A propos d’un certificat de santé du 18e siècle

par Christian Rey

Alors que l’on commence à envisager un possible déconfinement progressif de la population française à partir du 11 mai, un de nos fidèles lecteurs nous a transmis par courriel l’image ci-après, nous demandant de lui apporter quelques précisions.

On notera tout d’abord que le document est rédigé par le châtelain de la communauté de Saint-Julien-en-Quint. Au 18e siècle en Dauphiné, dans chaque seigneurie officiait un « châtelain ». Les détenteurs de cette fonction étaient souvent des avocats, des procureurs ou autres auxiliaires de justice. Ils obtenaient leur office par lettre de provision du seigneur de la châtellenie qui devait cependant être confirmée par le juge du bailliage. Ces offices étant peu rémunérateurs, il était fréquent que la fonction s’exerce dans plusieurs judicatures.  Représentant du seigneur, le châtelain était chargé d’instruire les affaires criminelles localement puis de transmettre les dossiers aux tribunaux siégeant en ville, il devait également « procéder aux éventuelles prises de corps, percevoir les éventuelles amendes au profit du seigneur et veiller à l’application des jugements rendus (1). Les châtelains détenaient également des pouvoirs en matière d’administration et de police municipales. Les historiens s’accordent aujourd’hui à considérer que les châtelains, dans la province du Dauphiné, ont joué le rôle qui plus tard sera dévolu aux« juges de paix » établis dans chaque canton par la loi du 16 et 24 août 1790. Le certificat de santé qui nous intéresse a été établi au profit du dénommé Anthoine Martin  qui souhaitait se rendre à Die  « « pour vaquer à ses affaires ». Ce document pourrait être comparé à l’actuelle « attestation de déplacement dérogatoire », il devait être présenté par l’intéressé à toute réquisition des autorités…   A cette période, la seule manière d’identifier les gens consistait à en faire une description physique assez sommaire.

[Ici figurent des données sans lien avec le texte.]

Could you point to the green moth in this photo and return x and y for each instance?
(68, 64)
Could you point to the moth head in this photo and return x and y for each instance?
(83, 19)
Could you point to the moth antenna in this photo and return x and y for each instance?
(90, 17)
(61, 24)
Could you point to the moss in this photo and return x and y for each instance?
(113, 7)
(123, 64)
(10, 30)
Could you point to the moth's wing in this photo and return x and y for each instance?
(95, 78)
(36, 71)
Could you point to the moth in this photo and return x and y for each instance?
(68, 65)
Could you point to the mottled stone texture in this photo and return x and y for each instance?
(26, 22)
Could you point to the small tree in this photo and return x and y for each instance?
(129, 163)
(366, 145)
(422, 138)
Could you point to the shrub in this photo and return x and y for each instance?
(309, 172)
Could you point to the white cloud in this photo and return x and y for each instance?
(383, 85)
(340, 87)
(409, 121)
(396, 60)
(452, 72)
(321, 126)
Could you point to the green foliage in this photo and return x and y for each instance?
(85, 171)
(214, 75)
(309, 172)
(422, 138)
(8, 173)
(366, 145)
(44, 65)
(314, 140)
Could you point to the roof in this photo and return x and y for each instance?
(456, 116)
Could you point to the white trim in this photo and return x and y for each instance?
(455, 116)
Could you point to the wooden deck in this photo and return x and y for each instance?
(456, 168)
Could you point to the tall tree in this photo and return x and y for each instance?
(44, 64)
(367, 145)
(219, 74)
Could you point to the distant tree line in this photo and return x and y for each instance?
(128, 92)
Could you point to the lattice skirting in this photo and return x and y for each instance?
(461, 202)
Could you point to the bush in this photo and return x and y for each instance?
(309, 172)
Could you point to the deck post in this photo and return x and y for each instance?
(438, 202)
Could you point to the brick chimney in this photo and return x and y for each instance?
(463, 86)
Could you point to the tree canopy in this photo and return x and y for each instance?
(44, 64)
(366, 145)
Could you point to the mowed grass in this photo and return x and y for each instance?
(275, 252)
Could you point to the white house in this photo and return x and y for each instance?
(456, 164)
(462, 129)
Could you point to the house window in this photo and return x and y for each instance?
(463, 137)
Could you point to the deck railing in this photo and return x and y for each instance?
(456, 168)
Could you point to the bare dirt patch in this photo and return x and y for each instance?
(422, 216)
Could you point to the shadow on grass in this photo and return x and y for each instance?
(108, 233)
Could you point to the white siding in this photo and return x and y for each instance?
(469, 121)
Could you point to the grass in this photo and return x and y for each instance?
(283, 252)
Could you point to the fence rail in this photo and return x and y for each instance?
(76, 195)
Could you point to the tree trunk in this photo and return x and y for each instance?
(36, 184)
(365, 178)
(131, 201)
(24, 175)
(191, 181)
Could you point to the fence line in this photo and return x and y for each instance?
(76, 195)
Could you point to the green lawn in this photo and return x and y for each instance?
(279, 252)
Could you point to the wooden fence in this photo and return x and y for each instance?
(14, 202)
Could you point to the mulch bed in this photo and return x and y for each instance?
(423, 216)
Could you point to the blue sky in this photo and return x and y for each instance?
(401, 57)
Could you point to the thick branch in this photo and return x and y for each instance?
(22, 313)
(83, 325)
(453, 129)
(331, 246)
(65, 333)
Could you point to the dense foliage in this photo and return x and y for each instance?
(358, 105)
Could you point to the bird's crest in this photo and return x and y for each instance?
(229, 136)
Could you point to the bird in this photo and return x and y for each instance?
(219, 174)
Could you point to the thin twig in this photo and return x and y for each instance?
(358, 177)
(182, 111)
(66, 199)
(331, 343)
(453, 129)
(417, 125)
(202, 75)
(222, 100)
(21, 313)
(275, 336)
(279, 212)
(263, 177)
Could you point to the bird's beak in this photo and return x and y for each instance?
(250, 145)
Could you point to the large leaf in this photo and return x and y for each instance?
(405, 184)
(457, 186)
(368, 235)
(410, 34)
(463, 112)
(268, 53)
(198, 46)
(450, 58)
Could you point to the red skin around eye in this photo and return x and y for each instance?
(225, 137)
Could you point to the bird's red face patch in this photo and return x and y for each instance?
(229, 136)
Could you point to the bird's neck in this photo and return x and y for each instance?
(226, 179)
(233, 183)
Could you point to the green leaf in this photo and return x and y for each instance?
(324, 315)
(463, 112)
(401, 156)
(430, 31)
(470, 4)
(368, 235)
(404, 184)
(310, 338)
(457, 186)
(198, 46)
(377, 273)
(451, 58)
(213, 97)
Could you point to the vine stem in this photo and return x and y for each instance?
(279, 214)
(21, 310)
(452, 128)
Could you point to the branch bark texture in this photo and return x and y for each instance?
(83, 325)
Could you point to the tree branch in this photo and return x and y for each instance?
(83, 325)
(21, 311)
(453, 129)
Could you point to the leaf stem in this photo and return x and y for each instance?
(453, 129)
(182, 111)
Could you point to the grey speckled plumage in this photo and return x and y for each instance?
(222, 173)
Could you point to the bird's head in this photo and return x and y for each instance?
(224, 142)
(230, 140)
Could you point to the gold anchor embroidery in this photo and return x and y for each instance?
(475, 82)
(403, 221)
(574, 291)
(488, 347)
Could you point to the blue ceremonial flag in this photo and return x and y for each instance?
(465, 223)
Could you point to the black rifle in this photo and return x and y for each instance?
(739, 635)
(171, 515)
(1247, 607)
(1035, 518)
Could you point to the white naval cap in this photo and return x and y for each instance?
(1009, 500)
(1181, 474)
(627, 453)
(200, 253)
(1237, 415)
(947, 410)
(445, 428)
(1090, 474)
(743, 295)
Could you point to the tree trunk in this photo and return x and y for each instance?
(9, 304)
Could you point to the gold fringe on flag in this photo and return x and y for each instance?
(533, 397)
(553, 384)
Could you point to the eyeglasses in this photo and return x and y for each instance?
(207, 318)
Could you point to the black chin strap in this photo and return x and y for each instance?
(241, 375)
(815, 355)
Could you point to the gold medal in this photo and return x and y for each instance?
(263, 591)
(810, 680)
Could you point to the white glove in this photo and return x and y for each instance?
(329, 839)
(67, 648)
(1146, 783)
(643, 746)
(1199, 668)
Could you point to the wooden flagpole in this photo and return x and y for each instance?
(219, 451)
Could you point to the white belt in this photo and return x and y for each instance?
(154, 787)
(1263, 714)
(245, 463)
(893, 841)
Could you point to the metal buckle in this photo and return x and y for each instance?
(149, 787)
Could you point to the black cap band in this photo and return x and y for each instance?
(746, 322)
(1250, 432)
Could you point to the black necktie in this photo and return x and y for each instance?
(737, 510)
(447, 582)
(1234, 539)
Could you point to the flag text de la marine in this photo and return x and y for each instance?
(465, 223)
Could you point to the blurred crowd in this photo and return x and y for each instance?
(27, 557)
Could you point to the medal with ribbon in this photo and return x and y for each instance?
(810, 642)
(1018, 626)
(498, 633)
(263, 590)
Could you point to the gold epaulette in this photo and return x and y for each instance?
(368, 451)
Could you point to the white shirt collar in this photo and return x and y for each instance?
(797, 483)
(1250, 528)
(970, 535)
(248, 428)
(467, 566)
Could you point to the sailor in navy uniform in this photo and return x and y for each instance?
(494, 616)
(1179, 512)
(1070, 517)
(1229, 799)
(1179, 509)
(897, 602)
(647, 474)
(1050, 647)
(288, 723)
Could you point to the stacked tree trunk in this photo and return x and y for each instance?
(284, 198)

Ainsi notre voyageur était  « âgé d’environ 30 ans, de taille de quatre pieds au poil châtain ».

Daté de l’année 1712, ce document nous rappelle que la période 1700-1720  a été marquée par plusieurs événements climatiques et crises sanitaires.  Outre la dysenterie de l’automne 1706, le grand hiver 1709 en gelant les semences a provoqué une crise alimentaire à l’origine d’une forte surmortalité, période suivie à partir de 1710 par une épidémie de fièvre typhoïde. Quant à la peste  elle a sévit en Dauphiné jusqu’aux environs de 1722. Seule une consultation des archives départementales (impossible à l’heure actuelle) nous permettrait-peut être de préciser les faits qui ont conduit les autorités à imposer aux voyageurs ces  « certificats de santé ». Le châtelain atteste qu’au jour de la demande l’intéressé est en parfaite santé ; On relèvera qu’il n’a pas quitté sa communauté depuis «quarante jours ». Cette précision nous rappelle que la quarantaine constituait jusqu’à la découverte des  vaccins, la principale mesure susceptible d’empêcher, ou tout au moins de limiter, le développement des épidémies. La mention entre parenthèses   «par la grâce de Dieu » peut aujourd’hui paraître surprenante, mais jusqu’au 18e siècle, les épidémies, tout comme les catastrophes naturelles, étaient considérées comme « une punition divine ». Notons également que  nous sommes alors sous le règne de Louis XIV  qui a révoqué en 1685 l’édit de Nantes. Cette remarque semble donc être directement liée à l’idéal « un roi, une foi, une loi », qu’il n’hésita pas à faire appliquer de façon autoritaire au travers notamment des dragonnades. « … part aujourd’hui en parfaite santé de ce lieu à cheval ; dans lequel (par la grace de Dieu) il n’y a aucun danger de maladie contagieuse ; et qu’il n’a été dans aucun lieu suspect de contagion depuis quarante jours avant le présent. »

Pour  conclure, observons que les armoiries qui figurent en tête du document et qui représentent trois poules, semblent être celles de la famille Morand, un nom connu dans la vallée de Quint.  Un dénommé Jacques Morand est signalé comme avocat au Parlement de Grenoble en 1700. Il ne s’agit là que d’une hypothèse que l’exploitation méthodique des archives anciennes permettra peut-être un jour d’étayer.

1 – Dominique Gonnard, « Les justices seigneuriales sous l’Ancien Régime : l’exemple de la justice de Sassenage », dans Olivier Cogne (dir.), Rendre la justice en Dauphiné de 1453 à 2003, Grenoble, Arch. dép. Isère — PUG, 2003, p. 59-63.